A Trip to Eastern Europe

A Trip to Eastern Europe

A Trip to Eastern Europe

The EoC and the IUS as partners seeking to erase poverty

 

The month of February offered the IUS some interesting occasions for research in the area of economy in Eastern Europe, particularly in Serbia, in Belgrade and in the Vojvodina.  The first contact came about during the Winter School on topics of economy held at the little City of Faro at Kricevci, in Croatia on Feb. 2-3.  The dialogue amongst the young people and entrepreneurs helped bring to the surface the challenges and the opportunities that the Economy of Communion faces today in countries where communist ideology previously reigned, who were then ravaged by the war, and are now experiencing the limit of the current economic system and difficulties in consolidating its own society and economy.

 

Cristina Viano, author of the article, Jena Debbaneh and Marta Pancheva, researchers at the IUS

 

From February 4 to 9, Jena Debbaneh and Cristina Viano, young researchers at the IUS, working on a project that will evaluate the impact on poverty by EoC initiatives, were able to get to know from up close businesspeople and families involved in the project in Serbia.  With them were also some representatives of the International EoC Commission, together with Marta Pancheva from Bulgaria who received a degree at the IUS in 2012, and the person responsible for Cooperation on Development in Serbia, the Italian Santa Mole`, interested in delving deeper into the EoC and the culture of giving on which it is founded.

 

The EoC in Serbia is concentrated in the Vojvodina region; it does not have great numbers but it has, rather, various experiences representative of a society where the local communities are still strong, even if very tried by unemployment, by scarce agricultural productivity and a lack of services.  It is made up of artisans who share their profit since the beginnings of the EoC and who now must innovate their production, young people who wish to start up workshops and  stores, cattle raisers who collaborate on production of cattle feed and give the poor what they produce since they do not have profits, entrepreneurs who have in common the choice of giving part of their  profit to the EoC project, even as a consequence of different business strategies (such as the little enterprise that gives credit to clients not based on interest rates, but on a relationship of trust; the biggest society that is making an effort to conciliate dimensional growth with attention towards the local community and to maintaining the number of jobs available; the manager of an industry who, even while not the owner, administers the activity according to EoC principles).

 

Other significant moments during the trip were meetings with some of the groups benefiting from EoC initiatives: a lunch service for children, families and elderly people; a Caritas Centre organizing entertainment activities for both young and old.
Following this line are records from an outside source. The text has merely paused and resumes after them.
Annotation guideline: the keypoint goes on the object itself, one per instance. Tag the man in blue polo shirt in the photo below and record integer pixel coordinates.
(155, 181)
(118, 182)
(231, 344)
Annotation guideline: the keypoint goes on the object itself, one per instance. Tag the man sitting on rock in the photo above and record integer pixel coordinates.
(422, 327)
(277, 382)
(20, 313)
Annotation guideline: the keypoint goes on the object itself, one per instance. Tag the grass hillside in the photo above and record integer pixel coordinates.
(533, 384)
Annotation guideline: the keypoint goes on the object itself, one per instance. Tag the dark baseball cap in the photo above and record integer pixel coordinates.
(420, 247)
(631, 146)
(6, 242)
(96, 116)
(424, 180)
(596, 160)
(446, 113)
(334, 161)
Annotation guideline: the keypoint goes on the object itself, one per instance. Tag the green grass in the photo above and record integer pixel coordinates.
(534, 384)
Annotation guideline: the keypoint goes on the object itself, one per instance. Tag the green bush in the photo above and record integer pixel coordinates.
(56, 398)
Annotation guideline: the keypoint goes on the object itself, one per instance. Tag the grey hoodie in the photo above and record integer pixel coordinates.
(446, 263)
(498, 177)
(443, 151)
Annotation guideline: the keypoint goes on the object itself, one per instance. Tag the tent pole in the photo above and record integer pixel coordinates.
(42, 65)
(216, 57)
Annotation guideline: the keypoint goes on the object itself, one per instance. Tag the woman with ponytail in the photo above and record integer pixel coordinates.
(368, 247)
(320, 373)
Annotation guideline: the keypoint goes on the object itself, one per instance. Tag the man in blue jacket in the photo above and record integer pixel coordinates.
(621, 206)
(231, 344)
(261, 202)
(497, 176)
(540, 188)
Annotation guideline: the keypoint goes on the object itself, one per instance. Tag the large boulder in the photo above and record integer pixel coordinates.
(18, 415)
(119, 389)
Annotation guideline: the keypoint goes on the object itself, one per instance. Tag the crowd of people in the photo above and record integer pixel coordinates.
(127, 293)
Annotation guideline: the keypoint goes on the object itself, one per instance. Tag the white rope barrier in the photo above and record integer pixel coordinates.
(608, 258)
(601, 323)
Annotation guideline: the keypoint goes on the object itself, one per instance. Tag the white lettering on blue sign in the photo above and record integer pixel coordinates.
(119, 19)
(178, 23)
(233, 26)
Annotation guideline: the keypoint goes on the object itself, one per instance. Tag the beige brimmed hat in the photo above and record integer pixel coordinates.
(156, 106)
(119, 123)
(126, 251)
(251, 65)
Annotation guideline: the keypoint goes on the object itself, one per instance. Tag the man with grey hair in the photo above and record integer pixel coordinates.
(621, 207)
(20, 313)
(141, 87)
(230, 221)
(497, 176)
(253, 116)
Families who are willing to tell us their experiences: elderly people who cannot afford medical care; couples who cannot pay for their children’s education or who, while still working, are forced to live with their children in a tiny dwelling built with recovered materials, in a situation of material misery and at the same time, a great dignity and openness towards their neighbours.

 

It is clear that the economic model founded on the culture of giving continues to attract and to propose itself as a valid solution, until it rethinks the socio-economic system from its very base.  With the awareness that even for EoC businesses, and the same International Commission, it is fundamental to innovate and anticipate  changes (emblematic will be the costs that the Balkan countries will find themselves supporting, for future acceptance into the European Union, beside prospects of development).

 

The role of the new generations is fundamental in this process, of young people attracted by the Ideal proposed by the EoC and with competences in matter of health and work security, environment, marketing, project administration, accounting, who can also offer entrepreneurs a concrete contribution both at a local level (Serbia may serve as a pilot project in this sense), as well as at an International level.

 

Finally, there was the usual important moment of dialogue with the Orthodox Serbian community, in particular with the Institute for the Study of Dialogue between Culture and Christianity, to whom was presented the IUS, its spirit and its formation possibilities, considering the likelihood of welcoming to Italy some students coming from the Orthodox Church.